Vigano et al. showed that high numbers of CD3+ and CD8+ TILs were associated with higher survival and lower recurrence rates in patients with ICC, and conversely, high numbers of regulatory FOXP3+ TILs were associated with worse prognosis [33]. We and others previously showed that a lower MVD correlated with tumor malignancy in ICC patients who underwent resection [18, 34], and we identified interactions between TILs and tumor angiogenesis as an important component of ICC progression [18]. In the present study, we identified a strong correlation between the LCR and the density of both CD8+ TILs and tumor microvessels. These findings suggest that the low LCR status in ICC patients, driven by the reduction in CD8+ TILs, is likely to reflect an attenuated anti-tumor response within the TIME. Although we detected a trend towards an inverse correlation between FOXP3+ TILs and LCR, this did not reach the level of statistical significance. The differentiation of regulatory T cells may be induced via cytokines, including transforming growth factor-β or interleukin-2 [35], that are not directly reflected by the LCR. Similarly, PD-L1 expression in ICC cells did not correlate with the LCR. The expression of PD-L1 may be regulated via metabolic [19] or endogenous [36] mechanisms that are unique to tumor cells. Therefore, PD-L1 expression may not be directly associated with a systemic inflammation-based marker under these conditions, which may be responsible for our negative results.

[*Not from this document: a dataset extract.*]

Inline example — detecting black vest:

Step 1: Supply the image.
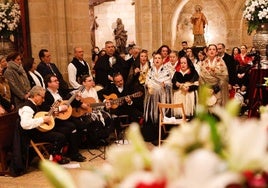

This study has some potential limitations. First, it was a single-center and long-term retrospective study designed to examine prognostic factors influencing OS and RFS. This case series included patients treated with postoperative adjuvant chemotherapy, which might have influenced their long-term outcomes. Second, we did not examine the detailed mechanisms underlying the associations between the TIME and LCR, such as molecular alterations. Finally, other tumor-infiltrating immune cells and factors that affect the outcomes of ICC patients were not investigated, and further work will be necessary to clarify their contributions.

In conclusion, our study demonstrated that low LCR status was an independent prognostic factor and reflected a low anti-tumor immune response in patients with ICC. Measurement of the LCR is routine and can easily be employed for risk stratification in the assessment of ICC patients. The LCR might also have utility as a reflection of the anti-tumor status of the TIME in ICC.